LS for an Activity = LF for the Activity - Activity Time

So for Activity J, the LS is 97 - 12 = 85. The latest start time is also the latest time an activity can start without delaying the project. We next compute the LF for the immediate predecessors by the formula:

LF for an Activity = Smallest of the LS times for that

activities immediate successors

Looking at Activity I, J is the only successor activity so the LF time for Activity I would be the LS for Activity J, which is 85. The LS for Activity I is 85 - 6 = 79. The Backward pass continues moving right to left through the network until we get to Activity A, the single starting activity. To find the LF for Activity A, we compare the LS its three successors: 3 for Activity B, 64 for Activity C, and 23 for Activity D. Since 3 is the minimum, 3 becomes the LF time for Activity A. The LS for Activity A is 3 - 0 = 0. At least one starting activity must have 0 for the LS time, or there was an error in the backward pass calculations.

Pause and Reflect
We have just completed the mechanics of finding, for each activity, earliest start, earliest finish, latest start, and latest finish times, as well as the project completion time. This tactical information is critical to project managers to help ensure successful projects (on time projects). I know that several corporations in Southwest Florida, GE Client Business Services for one, expects their MBAs to be successful at project management - understanding basic scheduling metrics is part of that success.

At this point we have finished the measurements for activity analysis. The project manager knows when each activity should start and stop in order to keep projects on schedule. We can use this information to determine which activities have slack, which is Project Scheduling Step 7.

Activity slack is computed by the following formula:

Slack = LS - ES = LF - EF

For example, the slack for Activity G is "0", since LS - ES = 69 - 69 = 0 and LF - EF = 79 - 79 = 0. This means that Activity G must start at week 69 and finish by week 79: any delay will delay the project, thus we say it has no slack. Suppose there was a problem in getting data for market analysis (Activity G) and the activity takes 11 weeks instead of 10. What is the new project completion time? That's right: 98 weeks, reflecting the one extra week of activity time.
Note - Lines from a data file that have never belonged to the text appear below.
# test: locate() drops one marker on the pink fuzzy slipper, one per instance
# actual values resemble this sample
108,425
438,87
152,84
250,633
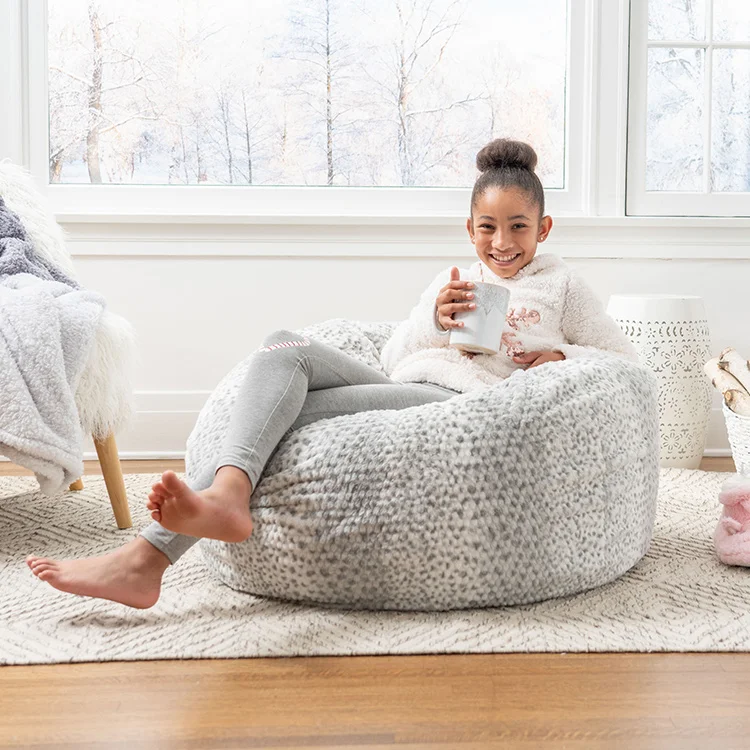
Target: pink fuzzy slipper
732,535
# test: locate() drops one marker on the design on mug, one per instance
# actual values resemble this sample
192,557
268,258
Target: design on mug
486,299
514,348
524,317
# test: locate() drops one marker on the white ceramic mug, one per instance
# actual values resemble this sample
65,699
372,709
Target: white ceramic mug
483,326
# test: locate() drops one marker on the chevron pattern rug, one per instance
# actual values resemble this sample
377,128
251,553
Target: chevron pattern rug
678,598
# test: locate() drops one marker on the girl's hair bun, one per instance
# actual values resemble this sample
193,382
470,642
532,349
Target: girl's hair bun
503,153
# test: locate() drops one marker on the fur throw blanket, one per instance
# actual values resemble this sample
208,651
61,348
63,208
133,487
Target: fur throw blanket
48,326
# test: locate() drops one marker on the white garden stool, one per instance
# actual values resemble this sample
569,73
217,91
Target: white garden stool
670,333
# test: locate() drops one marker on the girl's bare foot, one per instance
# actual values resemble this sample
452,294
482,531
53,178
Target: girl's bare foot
130,575
220,512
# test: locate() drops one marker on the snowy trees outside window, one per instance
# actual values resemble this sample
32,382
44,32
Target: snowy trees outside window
698,100
317,92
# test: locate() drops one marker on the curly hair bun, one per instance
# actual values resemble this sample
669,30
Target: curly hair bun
502,153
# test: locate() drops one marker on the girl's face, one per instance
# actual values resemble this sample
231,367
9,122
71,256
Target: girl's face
505,228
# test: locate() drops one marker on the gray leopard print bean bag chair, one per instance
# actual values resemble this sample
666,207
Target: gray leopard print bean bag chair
541,486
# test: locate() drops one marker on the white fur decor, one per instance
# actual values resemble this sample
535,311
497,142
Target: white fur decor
104,396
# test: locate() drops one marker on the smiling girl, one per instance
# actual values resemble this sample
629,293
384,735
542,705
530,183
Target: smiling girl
293,381
553,315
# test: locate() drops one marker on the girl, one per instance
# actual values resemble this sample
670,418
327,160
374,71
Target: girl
292,382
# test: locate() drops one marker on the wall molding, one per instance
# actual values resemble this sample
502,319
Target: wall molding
705,240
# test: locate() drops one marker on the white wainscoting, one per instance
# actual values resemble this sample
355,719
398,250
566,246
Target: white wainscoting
202,296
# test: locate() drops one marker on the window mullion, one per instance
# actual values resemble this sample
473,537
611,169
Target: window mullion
708,99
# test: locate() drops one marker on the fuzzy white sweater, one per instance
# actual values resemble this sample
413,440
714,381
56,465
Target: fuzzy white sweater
550,309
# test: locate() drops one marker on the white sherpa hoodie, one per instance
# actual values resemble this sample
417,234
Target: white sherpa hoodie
550,309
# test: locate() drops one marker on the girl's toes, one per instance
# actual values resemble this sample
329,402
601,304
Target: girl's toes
171,482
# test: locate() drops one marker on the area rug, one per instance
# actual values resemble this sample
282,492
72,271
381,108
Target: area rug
678,598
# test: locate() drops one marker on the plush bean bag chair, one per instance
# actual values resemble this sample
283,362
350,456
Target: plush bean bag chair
541,486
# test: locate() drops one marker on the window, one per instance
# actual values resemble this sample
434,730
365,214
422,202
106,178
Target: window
689,152
291,92
339,96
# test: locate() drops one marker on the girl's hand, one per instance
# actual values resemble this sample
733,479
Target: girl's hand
449,300
534,359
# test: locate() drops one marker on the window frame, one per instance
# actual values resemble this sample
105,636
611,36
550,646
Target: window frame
322,202
641,202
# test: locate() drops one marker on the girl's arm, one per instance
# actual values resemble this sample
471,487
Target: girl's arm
587,328
420,330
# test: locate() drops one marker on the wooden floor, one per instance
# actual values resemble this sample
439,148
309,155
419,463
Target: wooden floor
592,701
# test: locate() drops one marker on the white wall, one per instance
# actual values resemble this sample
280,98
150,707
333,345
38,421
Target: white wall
202,297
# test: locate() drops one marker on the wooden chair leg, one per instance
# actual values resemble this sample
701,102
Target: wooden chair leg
112,471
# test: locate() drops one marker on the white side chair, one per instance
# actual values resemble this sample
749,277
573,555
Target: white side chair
104,395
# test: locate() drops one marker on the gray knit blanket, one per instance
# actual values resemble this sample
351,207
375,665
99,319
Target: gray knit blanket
540,486
17,254
47,328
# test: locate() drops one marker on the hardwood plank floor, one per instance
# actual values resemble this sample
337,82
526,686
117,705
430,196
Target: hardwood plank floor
592,701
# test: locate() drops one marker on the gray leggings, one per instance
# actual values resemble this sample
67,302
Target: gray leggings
291,382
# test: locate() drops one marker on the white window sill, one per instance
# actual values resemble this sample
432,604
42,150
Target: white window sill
442,220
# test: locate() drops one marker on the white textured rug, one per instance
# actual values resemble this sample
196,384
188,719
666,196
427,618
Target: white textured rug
678,598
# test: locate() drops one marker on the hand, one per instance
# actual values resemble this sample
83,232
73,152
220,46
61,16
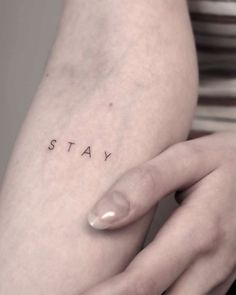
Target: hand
195,251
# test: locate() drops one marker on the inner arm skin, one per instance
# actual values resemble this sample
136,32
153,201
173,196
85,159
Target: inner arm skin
122,78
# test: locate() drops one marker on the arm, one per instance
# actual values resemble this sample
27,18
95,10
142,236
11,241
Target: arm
122,81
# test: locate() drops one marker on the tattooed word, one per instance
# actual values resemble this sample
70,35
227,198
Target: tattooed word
70,145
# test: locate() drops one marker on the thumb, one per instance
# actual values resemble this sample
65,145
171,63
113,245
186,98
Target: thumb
140,188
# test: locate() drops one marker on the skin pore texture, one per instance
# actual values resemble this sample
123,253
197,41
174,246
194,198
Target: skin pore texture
119,88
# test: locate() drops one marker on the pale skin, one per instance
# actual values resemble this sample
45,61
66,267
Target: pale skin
107,104
195,251
111,84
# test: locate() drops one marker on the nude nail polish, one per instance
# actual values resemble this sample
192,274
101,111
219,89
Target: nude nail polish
113,207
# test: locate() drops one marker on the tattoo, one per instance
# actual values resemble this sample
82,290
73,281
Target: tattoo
107,156
70,144
52,144
87,151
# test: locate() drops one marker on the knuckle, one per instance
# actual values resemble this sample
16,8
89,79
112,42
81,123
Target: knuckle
145,174
139,284
210,239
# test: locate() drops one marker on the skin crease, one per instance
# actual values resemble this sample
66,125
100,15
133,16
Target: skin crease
138,55
195,251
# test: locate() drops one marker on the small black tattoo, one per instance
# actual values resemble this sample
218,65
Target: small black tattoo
70,145
52,144
107,156
87,151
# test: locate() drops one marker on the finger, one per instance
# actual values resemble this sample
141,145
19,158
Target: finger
140,188
154,269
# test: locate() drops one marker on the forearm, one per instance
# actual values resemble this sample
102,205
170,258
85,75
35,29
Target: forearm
119,88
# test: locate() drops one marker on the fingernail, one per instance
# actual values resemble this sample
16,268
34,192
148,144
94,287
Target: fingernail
112,208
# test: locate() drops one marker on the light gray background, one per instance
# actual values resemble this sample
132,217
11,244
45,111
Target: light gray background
27,31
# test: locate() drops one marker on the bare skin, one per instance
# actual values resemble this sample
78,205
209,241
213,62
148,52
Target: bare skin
118,82
194,252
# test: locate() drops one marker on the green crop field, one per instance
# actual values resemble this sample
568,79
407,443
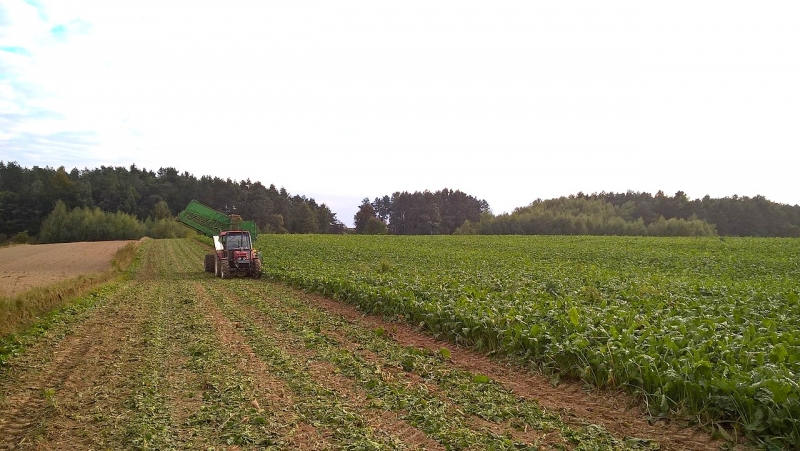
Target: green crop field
700,327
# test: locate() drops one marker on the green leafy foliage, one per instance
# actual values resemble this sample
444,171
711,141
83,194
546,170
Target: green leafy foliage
696,325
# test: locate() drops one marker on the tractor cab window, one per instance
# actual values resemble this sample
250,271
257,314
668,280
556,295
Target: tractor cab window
237,242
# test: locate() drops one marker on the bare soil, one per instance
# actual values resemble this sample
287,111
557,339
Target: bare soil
121,377
28,266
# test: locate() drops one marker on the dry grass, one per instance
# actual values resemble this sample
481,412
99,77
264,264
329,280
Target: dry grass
20,311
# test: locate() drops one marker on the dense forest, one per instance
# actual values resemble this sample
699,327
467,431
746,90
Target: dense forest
630,213
420,213
27,197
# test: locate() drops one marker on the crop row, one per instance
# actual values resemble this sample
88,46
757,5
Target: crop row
699,326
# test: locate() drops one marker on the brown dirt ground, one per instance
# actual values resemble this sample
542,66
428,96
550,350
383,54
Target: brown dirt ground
28,266
618,412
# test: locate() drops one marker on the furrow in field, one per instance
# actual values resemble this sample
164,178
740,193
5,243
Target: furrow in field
413,404
189,395
319,392
272,397
579,411
76,386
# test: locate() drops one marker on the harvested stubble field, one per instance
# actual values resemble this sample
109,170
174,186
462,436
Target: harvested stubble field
25,266
172,358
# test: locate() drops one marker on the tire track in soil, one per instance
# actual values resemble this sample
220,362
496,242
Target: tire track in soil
275,397
82,373
619,413
327,376
529,435
82,379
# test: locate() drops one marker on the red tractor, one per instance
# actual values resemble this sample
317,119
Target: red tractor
233,241
234,256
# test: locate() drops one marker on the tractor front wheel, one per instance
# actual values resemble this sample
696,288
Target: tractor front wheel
224,269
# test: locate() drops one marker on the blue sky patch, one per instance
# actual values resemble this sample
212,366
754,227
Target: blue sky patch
59,31
17,50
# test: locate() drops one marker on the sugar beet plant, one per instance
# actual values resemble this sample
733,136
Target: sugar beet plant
707,327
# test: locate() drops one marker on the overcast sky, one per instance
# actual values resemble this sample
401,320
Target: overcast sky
341,100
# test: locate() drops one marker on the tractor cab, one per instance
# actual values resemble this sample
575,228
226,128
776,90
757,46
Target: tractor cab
234,240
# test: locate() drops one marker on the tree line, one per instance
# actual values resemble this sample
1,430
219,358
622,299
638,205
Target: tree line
29,195
418,213
604,213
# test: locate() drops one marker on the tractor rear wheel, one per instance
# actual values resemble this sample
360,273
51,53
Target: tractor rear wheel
224,269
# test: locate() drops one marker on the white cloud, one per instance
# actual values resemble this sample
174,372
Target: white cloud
505,101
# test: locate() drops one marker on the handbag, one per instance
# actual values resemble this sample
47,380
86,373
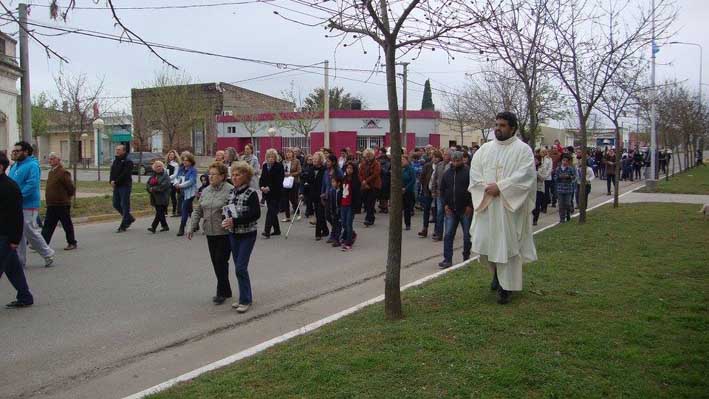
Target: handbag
288,182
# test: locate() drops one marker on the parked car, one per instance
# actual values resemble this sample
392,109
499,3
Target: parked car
142,166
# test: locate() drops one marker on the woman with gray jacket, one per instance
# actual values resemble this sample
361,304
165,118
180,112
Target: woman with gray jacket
158,186
214,198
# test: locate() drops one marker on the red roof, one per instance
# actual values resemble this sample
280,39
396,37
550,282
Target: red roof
343,114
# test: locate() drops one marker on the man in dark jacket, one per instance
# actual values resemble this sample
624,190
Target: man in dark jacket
458,207
122,183
314,184
426,195
10,236
58,193
271,183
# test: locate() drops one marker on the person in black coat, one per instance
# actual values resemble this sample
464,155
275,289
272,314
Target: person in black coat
122,182
10,236
271,183
314,188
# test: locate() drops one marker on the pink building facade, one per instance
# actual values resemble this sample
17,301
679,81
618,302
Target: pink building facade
353,129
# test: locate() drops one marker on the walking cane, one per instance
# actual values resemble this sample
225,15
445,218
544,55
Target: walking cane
297,210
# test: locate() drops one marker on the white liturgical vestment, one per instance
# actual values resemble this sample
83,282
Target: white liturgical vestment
501,232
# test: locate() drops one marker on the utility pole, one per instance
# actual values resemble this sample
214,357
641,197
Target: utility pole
326,105
652,183
403,110
25,79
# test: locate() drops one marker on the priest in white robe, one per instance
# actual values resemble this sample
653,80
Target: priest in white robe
502,186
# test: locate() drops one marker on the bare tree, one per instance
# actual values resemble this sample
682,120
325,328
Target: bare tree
458,113
306,117
589,44
397,28
515,34
619,97
81,98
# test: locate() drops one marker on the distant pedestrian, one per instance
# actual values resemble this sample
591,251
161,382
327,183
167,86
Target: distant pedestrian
210,208
271,184
12,216
158,187
349,192
26,173
458,207
370,178
245,210
426,182
172,166
565,179
186,185
292,170
408,187
58,193
334,197
122,182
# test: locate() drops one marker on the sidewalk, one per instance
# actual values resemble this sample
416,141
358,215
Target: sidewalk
661,197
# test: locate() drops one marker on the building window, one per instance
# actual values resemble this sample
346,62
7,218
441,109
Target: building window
364,142
298,141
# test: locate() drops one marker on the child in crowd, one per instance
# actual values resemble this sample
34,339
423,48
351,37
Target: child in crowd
334,195
346,213
565,179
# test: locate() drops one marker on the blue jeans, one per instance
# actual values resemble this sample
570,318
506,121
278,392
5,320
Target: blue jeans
440,217
566,206
241,247
452,222
185,212
347,219
426,203
121,203
10,265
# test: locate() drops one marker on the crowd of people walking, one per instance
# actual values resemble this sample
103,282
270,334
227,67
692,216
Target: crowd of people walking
324,188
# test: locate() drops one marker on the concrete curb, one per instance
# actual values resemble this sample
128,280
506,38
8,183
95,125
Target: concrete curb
107,217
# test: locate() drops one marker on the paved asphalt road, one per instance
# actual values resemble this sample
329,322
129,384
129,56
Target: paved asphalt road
128,311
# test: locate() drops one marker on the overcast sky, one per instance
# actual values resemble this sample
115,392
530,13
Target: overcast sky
253,31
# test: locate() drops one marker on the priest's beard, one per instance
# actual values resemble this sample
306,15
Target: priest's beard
503,136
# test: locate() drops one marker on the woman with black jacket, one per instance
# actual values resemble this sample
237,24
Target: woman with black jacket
315,182
271,184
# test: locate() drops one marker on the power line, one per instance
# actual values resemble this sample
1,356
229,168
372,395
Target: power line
173,7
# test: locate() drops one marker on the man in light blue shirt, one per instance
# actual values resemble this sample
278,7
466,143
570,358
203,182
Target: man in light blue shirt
26,173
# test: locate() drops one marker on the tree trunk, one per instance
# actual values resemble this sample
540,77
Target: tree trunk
582,187
392,285
618,152
533,119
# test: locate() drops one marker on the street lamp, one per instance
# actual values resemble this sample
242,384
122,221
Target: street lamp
272,133
98,126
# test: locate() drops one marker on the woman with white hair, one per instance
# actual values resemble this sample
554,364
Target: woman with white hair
159,188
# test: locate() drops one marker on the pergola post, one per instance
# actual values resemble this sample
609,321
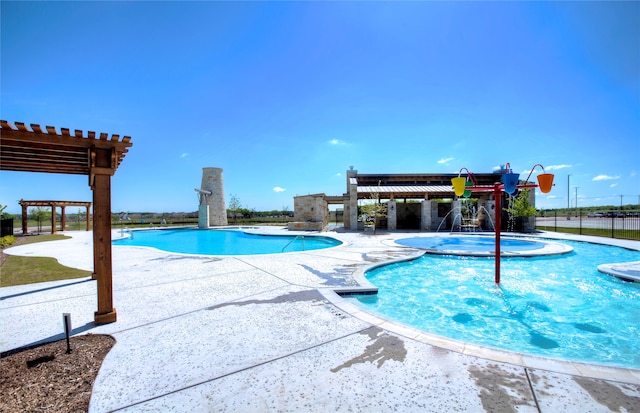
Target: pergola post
100,181
37,150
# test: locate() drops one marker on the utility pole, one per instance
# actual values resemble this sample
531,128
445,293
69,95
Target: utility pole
568,198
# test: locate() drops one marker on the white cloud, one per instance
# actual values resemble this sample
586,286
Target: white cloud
445,161
605,178
556,167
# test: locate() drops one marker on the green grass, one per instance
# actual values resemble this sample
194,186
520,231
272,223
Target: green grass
28,270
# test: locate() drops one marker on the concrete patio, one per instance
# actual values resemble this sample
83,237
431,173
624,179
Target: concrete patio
267,333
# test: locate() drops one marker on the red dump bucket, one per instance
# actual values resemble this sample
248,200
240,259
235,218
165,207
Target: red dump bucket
545,182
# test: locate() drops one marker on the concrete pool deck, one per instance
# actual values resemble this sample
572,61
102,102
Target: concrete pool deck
267,333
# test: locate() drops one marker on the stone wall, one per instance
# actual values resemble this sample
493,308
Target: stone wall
212,181
310,213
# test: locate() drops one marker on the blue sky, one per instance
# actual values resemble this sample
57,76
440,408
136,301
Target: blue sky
285,96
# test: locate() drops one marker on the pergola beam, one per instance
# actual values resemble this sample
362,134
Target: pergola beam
25,150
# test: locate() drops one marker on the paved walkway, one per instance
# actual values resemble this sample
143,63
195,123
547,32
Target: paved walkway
267,333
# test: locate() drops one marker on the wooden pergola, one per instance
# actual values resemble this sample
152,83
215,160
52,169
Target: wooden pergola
96,156
53,205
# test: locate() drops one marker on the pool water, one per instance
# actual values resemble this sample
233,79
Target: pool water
223,242
553,306
470,243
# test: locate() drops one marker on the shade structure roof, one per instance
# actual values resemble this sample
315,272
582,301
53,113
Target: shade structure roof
46,150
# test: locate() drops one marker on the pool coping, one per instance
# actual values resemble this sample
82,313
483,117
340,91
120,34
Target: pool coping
576,368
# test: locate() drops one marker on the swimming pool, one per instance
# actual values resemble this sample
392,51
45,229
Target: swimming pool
223,242
484,245
556,306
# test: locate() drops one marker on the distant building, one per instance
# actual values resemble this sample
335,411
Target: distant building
415,201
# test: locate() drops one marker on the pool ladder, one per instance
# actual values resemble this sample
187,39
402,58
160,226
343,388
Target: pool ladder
293,240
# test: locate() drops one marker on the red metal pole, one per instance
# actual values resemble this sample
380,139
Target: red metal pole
497,193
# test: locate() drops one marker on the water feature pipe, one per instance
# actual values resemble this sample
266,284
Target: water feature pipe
545,183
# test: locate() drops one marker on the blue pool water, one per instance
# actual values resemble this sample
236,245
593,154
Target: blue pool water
470,243
553,306
223,242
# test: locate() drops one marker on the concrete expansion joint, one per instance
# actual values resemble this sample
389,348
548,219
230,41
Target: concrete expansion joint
533,392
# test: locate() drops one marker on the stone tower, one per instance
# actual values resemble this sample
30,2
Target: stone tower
212,198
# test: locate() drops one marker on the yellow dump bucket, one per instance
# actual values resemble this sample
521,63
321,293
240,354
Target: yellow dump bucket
545,182
458,185
467,192
510,181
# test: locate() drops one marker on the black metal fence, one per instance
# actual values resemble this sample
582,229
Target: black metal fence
612,224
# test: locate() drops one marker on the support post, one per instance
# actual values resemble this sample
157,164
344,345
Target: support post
53,219
25,229
497,192
63,219
100,181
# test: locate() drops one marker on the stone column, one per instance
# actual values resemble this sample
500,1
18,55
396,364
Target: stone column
212,181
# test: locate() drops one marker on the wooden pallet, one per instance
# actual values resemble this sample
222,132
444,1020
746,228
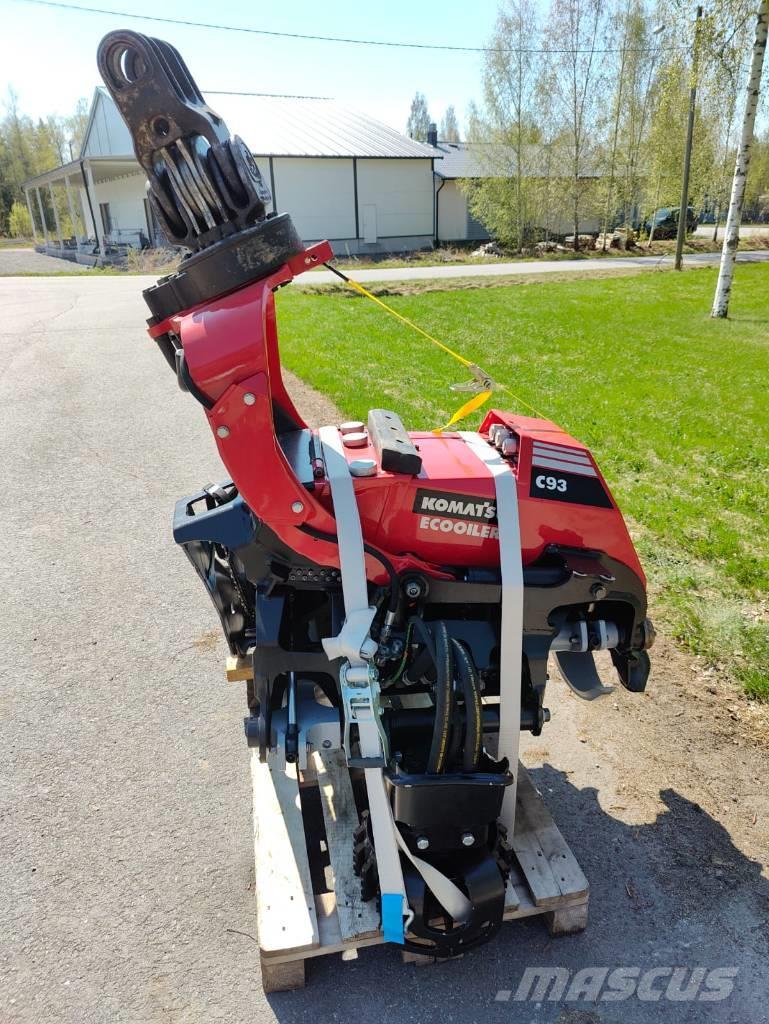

Now let's look at Activity D. You should note that Activity D has slack of 20 weeks (LS - ES = 23 - 3 = 20). This means that Activity D can start at week 3, but it doesn't have to. It could start at week 4, or 5, or at any delay up to week 23, the latest start time (a 20 week delay) - it just can't start later than week 23. If it does, the project will be delayed. Let's say Activity D takes 40 weeks instead of the original estimate of 15. The new project completion time will be 102 weeks. Did you get that? The added activity time is 40 - 15 or 25 weeks, but that's not the delay for the project since there is an offset by the 20 weeks of slack. So, 25 - 20 gives a net delay of 5 weeks, making the project completion time 97 + 5 = 102.

We can proceed through the network and compute the slack for each activity. By observation I note that Activities A, B, E, G, I and J all have no slack. These activities are said to be critical activities because they have no slack. Note that these activities are connected on one path. There will always be at least one path through a network containing only critical activities. This path is called the critical path (hence the title, Critical Path Method). From a scheduling standpoint, the activities on the critical path require careful monitoring since they have no slack. The identification of the critical path(s) in the network is Project Scheduling Step 8. This example has just one critical path, but there could be more than one.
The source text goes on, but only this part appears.